Cette interruption, décidée tard dans la soirée du 15 mars à cause d’une activité de missiles à proximité du détroit d’Hormuz, a perturbé les chaînes d’approvisionnement et a obligé les sociétés indiennes fonctionnant dans la région du Golfe à mettre en œuvre leurs plans d’urgence. D’après les dirigeants des compagnies aériennes, plus de 8 000 voyageurs ont été touchés, y compris de nombreux propriétaires de petites et moyennes entreprises (PME) qui comptent sur le hub de Dubaï pour leurs liaisons vers l’Afrique et l’Europe.

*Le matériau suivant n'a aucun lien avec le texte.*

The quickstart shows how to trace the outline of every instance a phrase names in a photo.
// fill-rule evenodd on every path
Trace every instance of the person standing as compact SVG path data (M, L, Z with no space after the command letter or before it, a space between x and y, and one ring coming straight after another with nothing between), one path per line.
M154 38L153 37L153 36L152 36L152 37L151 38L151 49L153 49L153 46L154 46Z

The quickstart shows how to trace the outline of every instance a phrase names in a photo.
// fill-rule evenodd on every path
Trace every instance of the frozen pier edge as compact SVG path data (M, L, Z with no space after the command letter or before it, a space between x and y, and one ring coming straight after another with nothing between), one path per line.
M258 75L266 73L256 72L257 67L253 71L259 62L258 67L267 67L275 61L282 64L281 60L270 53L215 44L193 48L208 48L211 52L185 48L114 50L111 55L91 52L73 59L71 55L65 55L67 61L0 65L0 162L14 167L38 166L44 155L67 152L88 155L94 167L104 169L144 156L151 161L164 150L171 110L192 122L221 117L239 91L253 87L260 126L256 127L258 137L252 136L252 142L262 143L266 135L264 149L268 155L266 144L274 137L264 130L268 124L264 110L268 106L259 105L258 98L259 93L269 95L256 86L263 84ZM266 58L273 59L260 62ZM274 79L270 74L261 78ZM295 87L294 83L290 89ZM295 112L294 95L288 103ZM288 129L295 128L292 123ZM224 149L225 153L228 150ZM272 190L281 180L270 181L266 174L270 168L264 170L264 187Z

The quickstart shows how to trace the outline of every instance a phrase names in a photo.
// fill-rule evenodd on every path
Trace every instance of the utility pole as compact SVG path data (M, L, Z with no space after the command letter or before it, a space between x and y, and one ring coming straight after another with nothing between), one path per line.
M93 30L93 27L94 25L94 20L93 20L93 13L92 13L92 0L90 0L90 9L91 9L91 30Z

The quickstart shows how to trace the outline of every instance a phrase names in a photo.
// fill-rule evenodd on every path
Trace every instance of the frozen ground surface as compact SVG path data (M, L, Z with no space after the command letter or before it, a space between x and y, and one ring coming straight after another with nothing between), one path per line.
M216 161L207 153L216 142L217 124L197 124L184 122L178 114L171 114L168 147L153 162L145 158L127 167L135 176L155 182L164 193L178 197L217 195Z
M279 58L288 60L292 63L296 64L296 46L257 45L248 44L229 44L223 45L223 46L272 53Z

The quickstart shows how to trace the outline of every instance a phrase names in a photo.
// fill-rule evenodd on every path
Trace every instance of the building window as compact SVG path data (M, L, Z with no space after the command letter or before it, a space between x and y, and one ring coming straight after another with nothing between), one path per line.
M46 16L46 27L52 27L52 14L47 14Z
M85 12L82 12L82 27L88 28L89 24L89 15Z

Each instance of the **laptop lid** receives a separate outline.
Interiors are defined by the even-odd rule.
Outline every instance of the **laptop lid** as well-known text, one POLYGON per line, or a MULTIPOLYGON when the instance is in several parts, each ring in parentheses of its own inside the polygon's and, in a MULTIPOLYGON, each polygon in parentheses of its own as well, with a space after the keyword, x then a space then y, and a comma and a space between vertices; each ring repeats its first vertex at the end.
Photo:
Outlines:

Dans l’urgence de réorganiser leurs vols et de modifier leurs trajets, les voyageurs réalisent fréquemment que leurs papiers de visa requièrent des changements de dernière minute. VisaHQ simplifie cette procédure en obtenant rapidement des visas d’affaires pour les Émirats arabes unis, en supervisant les prolongations ou renouvellements, et en fournissant une assistance détaillée via son portail indien (https://www.visahq.com/india/), ce qui permet aux dirigeants de se focaliser sur leurs engagements pendant que des professionnels prennent en charge les démarches administratives.
L’approbation accordée mercredi autorise les compagnies à reprendre la rentable liaison Mumbai-Dubaï-Mumbai ainsi que les vols de correspondance à partir de Kochi, Kozhikode et Thiruvananthapuram, qui transportent les travailleurs expatriés du Kerala vers le Golfe. IndiGo, la compagnie qui gère le plus grand volume de trafic direct entre l’Inde et les Émirats, a annoncé sur X la reprise des vols vers Dubaï à partir de 16h00 heure locale le 18 mars. Elle prévoit une hausse progressive des fréquences dès que la coordination des horaires aériens sera stabilisée. La société montante Akasa Air a signalé qu’elle réaliserait sa propre évaluation des risques, mais envisage de reprendre certaines liaisons vers le Moyen-Orient dès ce week-end.
En plus d’offrir un confort immédiat aux passagers, cette réouverture rapide prévient une hausse vertigineuse des coûts du fret aérien entre l’Inde et le Golfe, une voie essentielle pour l’exportation de produits périssables comme les mangues, les fruits de mer et les médicaments. Les spécialistes en logistique indiquent qu’une interruption d’une semaine aurait contraint les transporteurs à passer par Mascate ou Doha, ce qui aurait prolongé les délais de livraison jusqu’à 12 heures et augmenté les dépenses de 15 à 20%.
Jusqu’à fin mars, les agences de gestion de voyages conseillent aux entreprises d’avoir des plans de voyage flexibles, tandis que les assureurs et les prestataires de vols charter poursuivent leur surveillance de la situation sécuritaire dans la région. Les entreprises qui véhiculent des marchandises de haute valeur ou du personnel sensible réexamineront les approches à double hub, combinant Dubaï avec d’autres points d’entrée comme Abou Dhabi et Doha, dans le but de minimiser les dangers de perturbations à venir.
Les réglementations concernant les visas et l’entrée aux Émirats pour ceux qui possèdent un passeport indien demeurent les mêmes. Cependant, les spécialistes en immigration suggèrent de consulter les mises à jour récentes des compagnies aériennes au sujet de la confirmation obligatoire des billets délivrés pendant la période d’interdiction. Le ministère des Affaires étrangères n’a pas émis de nouvel avis de voyage, mais surveille attentivement l’évolution des événements, a déclaré un haut responsable au Hindustan Times.